Book Image

Scala for Machine Learning

By : Patrick R. Nicolas
Book Image

Scala for Machine Learning

By: Patrick R. Nicolas

Overview of this book

Table of Contents (20 chapters)
Scala for Machine Learning
Credits
About the Author
About the Reviewers
www.PacktPub.com
Preface
Index

Scala programming


Here is a partial list of coding practices and design techniques used throughout the book.

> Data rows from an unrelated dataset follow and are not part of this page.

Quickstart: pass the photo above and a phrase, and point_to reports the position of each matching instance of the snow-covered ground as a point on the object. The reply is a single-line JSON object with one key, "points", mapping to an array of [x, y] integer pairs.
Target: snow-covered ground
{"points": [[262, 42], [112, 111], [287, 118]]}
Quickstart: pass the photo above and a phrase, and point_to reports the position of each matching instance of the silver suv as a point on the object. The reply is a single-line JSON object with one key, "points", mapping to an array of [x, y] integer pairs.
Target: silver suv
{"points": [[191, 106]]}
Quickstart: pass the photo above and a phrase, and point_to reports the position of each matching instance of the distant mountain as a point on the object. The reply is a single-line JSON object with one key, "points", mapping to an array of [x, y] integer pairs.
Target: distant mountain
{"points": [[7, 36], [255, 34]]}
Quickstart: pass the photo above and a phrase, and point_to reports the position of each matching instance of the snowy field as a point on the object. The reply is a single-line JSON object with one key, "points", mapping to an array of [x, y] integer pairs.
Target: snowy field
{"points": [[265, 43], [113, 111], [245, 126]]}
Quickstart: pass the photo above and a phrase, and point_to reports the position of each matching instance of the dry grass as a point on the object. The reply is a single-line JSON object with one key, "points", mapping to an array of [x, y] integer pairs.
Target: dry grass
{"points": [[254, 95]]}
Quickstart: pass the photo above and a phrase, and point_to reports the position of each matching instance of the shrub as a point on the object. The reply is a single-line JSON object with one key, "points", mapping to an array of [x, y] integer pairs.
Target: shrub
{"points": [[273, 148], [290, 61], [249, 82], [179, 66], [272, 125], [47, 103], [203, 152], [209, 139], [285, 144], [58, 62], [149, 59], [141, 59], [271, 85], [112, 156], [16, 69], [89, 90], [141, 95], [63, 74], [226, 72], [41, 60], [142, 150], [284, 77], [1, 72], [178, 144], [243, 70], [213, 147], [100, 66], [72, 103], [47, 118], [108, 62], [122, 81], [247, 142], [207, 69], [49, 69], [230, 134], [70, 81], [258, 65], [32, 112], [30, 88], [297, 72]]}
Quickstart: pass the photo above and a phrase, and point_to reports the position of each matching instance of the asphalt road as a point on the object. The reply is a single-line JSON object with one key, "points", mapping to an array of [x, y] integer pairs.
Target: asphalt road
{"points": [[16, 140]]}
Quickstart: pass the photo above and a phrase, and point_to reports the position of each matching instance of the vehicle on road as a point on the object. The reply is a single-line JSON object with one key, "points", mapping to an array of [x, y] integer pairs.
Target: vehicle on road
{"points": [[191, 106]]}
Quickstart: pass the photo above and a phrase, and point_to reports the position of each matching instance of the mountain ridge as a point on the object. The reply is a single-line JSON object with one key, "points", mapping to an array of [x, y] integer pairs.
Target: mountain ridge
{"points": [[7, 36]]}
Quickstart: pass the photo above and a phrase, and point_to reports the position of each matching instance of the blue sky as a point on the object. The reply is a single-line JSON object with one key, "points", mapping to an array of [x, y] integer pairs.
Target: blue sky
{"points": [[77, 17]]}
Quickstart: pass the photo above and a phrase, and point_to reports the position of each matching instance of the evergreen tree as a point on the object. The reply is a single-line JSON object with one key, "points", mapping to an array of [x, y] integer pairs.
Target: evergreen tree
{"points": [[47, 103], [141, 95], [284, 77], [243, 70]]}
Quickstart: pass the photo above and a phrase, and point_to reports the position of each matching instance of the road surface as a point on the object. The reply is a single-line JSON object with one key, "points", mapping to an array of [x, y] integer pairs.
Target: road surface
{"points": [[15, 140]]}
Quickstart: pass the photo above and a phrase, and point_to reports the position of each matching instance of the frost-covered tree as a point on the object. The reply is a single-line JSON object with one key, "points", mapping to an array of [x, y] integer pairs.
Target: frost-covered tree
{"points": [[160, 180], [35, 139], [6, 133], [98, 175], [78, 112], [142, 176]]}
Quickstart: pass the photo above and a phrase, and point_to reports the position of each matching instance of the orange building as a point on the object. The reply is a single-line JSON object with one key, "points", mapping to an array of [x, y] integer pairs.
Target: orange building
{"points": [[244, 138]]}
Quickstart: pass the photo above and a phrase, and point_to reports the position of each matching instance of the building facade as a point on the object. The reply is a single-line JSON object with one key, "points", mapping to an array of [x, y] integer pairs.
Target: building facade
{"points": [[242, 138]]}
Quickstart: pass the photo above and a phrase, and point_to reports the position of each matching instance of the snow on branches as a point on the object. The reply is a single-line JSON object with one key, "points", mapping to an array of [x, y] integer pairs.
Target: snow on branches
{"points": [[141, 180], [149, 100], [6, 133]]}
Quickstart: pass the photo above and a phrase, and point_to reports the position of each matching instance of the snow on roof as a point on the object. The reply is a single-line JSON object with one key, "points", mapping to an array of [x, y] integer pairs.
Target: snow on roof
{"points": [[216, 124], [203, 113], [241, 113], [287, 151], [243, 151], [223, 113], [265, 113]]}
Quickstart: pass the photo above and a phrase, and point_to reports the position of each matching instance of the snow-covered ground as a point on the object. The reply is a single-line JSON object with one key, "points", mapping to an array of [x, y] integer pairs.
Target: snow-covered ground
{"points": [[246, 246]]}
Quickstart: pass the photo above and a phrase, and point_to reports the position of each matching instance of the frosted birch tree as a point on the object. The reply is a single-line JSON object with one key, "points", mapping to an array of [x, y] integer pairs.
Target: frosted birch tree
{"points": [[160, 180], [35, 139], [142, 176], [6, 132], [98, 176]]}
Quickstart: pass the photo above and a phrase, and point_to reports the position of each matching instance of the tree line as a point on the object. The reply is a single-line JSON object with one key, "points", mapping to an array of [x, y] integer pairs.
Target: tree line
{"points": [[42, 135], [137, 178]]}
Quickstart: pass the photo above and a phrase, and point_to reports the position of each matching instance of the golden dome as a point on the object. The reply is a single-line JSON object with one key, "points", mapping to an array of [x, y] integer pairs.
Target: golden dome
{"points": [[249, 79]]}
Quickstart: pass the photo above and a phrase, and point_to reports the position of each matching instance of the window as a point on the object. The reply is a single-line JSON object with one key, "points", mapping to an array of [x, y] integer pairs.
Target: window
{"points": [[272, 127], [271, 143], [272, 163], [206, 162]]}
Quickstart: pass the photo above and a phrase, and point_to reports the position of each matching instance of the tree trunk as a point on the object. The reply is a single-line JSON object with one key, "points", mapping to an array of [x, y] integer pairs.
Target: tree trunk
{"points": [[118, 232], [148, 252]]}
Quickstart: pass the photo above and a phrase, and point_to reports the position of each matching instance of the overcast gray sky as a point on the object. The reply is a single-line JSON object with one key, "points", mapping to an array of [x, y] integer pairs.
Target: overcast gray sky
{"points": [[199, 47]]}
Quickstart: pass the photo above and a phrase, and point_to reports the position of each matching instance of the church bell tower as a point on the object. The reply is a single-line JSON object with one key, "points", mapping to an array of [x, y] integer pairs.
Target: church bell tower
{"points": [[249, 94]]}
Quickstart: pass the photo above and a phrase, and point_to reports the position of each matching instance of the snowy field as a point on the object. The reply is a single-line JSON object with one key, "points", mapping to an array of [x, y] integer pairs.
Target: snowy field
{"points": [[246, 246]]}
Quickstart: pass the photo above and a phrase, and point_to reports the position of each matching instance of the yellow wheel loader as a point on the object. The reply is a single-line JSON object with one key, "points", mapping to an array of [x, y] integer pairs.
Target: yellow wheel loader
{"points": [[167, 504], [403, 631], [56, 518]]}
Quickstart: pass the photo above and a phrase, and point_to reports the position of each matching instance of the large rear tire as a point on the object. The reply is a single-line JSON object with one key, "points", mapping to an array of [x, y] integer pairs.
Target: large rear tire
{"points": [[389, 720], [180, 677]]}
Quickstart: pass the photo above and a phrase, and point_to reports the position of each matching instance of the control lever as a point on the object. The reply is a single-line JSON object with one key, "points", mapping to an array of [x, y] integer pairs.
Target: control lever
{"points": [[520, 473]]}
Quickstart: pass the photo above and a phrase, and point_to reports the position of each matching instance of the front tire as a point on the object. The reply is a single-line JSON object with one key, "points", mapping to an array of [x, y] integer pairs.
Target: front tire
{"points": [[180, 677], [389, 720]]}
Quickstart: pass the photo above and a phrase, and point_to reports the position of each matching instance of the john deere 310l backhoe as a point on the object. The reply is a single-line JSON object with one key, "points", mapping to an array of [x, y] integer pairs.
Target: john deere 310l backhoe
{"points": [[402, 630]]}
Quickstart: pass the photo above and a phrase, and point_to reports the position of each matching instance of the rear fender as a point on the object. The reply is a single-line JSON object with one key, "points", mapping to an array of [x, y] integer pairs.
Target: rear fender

List of libraries and tools

The precompiled Scala for Machine Learning code is ScalaMl-2.11-0.99.jar located in the $ROOT/project/target/scala-2.11 directory. Not all the libraries are needed for every chapter. The list is as follows:

  • Java JDK 1.7 or 1.8 is required for all chapters

  • Scala 2.10.4 or higher is required for all chapters

  • Scala IDE for Eclipse 4.0 or higher

  • IntelliJ IDEA Scala plugin 13.0 or higher

  • sbt 0.13 or higher

  • Apache Commons Math 3.5+ is required for Chapter 3, Data Preprocessing, Chapter 4, Unsupervised Learning, and Chapter 6, Regression and Regularization

  • JFChart 1.0.7 is required for Chapter 1, Getting Started, Chapter 2, Hello World!, Chapter 5, Naïve Bayes Classifiers, and Chapter 9, Artificial Neural Networks

  • Iitb CRF 0.2 (including the LBGFS and Colt libraries) is required for Chapter 7, Sequential Data Models

  • LIBSVM 0.1.6 is required for Chapter 8, Kernel Models and Support Vector Machines

  • Akka framework 2.2 or higher is required for Chapter 12, Scalable Frameworks

  • Apache Spark/MLlib 1.3 or higher is required for Chapter 12, Scalable Frameworks

  • Apache Maven 3.3 or higher (required for Apache Spark 1.4 or higher)

Note

A note for Spark developers

The Scala library and compiler JAR files bundled with the assembly JAR file for Apache Spark contain a version of the Scala standard library and compiler JAR file that may conflict with an existing Scala library (that is, Eclipse default ScalaIDE library).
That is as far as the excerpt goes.